ISSUE: What is the standard form of a Decision? Did the challenge Decision comply with the
aforesaid form?

RULING:
The decision shall be in writing, personally and directly prepared by the judge, stating clearly and
distinctly the facts and the law on which it is based, signed by the issuing magistrate, and filed
with the clerk of court. In general, the essential parts of a good decision consist of the following:
(1) statement of the case; (2) statement of facts; (3) issues or assignment of errors; (4) court
ruling, in which each issue is, as a rule, separately considered and resolved; and, finally, (5)
dispositive portion. The ponente may also opt to include an introduction or a prologue as well as
an epilogue, especially in cases in which controversial or novel issues are involved.
No. Counsel for SJS has utterly failed to convince the Court that there are enough factual and
legal bases to resolve the paramount issue. On the other hand, the Office of the Solicitor General
has sided with petitioner insofar as there are no facts supporting the SJS Petition and the assailed
Decision. The Petition failed to state directly the ultimate facts that it relied upon for its claim.
During the Oral Argument, counsel for SJS candidly admitted that there were no factual
allegations in its Petition for Declaratory Relief. Neither were there factual findings in the assailed

Decision. At best, SJS merely asked the trial court to answer a hypothetical question. In effect, it
merely sought an advisory opinion, the rendition of which was beyond the courts constitutional
mandate and jurisdiction.
Indeed, the assailed Decision was rendered in clear violation of the Constitution, because it made
no findings of facts and final disposition.

Taruc vs.

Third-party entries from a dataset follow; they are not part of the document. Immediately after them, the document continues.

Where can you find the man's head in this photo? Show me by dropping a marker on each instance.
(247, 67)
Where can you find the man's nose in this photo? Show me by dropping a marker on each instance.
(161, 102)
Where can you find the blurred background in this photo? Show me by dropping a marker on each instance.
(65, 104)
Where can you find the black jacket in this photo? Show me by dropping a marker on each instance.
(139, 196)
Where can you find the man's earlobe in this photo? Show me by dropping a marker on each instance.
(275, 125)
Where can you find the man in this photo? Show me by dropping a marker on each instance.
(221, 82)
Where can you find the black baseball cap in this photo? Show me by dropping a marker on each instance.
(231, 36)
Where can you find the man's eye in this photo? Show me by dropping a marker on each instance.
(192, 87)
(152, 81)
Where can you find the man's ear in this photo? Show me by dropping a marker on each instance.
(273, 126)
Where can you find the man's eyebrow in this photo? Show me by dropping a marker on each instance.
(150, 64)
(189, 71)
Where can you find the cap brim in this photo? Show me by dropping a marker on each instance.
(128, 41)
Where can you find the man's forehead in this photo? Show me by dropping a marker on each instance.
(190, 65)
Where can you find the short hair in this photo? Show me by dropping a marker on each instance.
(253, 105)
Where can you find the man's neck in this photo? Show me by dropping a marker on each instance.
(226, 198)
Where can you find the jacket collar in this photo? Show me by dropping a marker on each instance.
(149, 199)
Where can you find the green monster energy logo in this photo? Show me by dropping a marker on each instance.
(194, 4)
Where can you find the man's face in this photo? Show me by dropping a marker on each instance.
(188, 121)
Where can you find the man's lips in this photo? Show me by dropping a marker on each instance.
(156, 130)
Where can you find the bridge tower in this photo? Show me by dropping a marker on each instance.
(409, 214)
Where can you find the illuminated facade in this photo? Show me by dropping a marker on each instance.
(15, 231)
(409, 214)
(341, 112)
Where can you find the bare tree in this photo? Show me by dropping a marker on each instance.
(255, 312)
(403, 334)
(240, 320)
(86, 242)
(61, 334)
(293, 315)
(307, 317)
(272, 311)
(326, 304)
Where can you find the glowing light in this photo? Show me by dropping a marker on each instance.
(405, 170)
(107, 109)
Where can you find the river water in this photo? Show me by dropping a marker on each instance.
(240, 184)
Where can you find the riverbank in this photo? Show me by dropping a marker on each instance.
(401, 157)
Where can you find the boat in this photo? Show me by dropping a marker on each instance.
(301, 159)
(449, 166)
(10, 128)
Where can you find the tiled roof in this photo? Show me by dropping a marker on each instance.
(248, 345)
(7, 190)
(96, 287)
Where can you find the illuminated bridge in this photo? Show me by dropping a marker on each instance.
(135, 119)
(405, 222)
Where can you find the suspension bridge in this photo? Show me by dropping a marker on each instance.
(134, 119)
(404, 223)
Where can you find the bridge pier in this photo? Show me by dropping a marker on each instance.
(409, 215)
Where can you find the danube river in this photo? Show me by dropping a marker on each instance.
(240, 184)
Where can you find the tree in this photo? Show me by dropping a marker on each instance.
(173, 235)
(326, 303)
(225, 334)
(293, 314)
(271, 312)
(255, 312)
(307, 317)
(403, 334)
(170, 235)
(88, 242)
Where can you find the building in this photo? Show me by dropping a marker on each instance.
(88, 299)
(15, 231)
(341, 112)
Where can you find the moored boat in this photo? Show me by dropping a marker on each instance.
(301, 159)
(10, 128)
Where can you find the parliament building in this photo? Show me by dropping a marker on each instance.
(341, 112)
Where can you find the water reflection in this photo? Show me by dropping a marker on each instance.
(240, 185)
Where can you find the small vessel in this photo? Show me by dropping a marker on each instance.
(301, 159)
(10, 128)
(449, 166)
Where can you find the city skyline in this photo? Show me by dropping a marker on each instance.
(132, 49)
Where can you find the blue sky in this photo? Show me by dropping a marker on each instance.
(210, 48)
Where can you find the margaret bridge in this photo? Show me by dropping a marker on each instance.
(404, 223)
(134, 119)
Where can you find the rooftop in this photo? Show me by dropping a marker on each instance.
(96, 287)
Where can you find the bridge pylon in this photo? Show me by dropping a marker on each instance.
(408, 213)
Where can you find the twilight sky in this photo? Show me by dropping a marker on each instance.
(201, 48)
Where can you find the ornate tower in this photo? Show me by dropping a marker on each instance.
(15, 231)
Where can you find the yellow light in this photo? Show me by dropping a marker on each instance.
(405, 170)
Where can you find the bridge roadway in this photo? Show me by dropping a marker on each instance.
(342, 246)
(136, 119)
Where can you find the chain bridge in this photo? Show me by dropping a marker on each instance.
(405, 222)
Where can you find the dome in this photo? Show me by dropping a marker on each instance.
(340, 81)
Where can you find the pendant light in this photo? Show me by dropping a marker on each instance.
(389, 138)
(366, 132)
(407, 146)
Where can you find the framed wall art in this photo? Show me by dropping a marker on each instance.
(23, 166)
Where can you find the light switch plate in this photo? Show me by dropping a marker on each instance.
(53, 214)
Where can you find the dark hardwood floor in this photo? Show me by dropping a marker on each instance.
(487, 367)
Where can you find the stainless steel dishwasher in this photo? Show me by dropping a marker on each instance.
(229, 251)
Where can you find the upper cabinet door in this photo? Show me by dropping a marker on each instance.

Bishop Dela Cruz


G.R. No. 144801. March 10, 2005
Facts:
Petitioners were lay members of the Philippine Independent Church (PIC). On June 28, 1993,
Bishop de la Cruz declared petitioners expelled/excommunicated from the Philippine Independent
Church. Because of the order of expulsion/excommunication, petitioners filed a complaint for
damages with preliminary injunction against Bishop de la Cruz before the Regional Trial
Court.They contended that their expulsion was illegal because it was done without trial thus
violating their right to due process of law.
Issue:
Whether or not there was a violation of religious rights in this case?
Held:
No. The expulsion/excommunication of members of a religious institution/organization is a matter
best left to the discretion of the officials, and the laws and canons, of said
institution/organization. It is not for the courts to exercise control over church authorities in the
performance of their discretionary and official functions. Rather, it is for the members of religious
institutions/organizations to conform to just church regulations. Civil Courts will not interfere in
the internal affairs of a religious organization except for the protection of civil or property rights.
Those rights may be the subject of litigation in a civil court, and the courts have jurisdiction to
determine controverted claims to the title, use, or possession of church property. Obviously,
there was no violation of a civil right in the present case.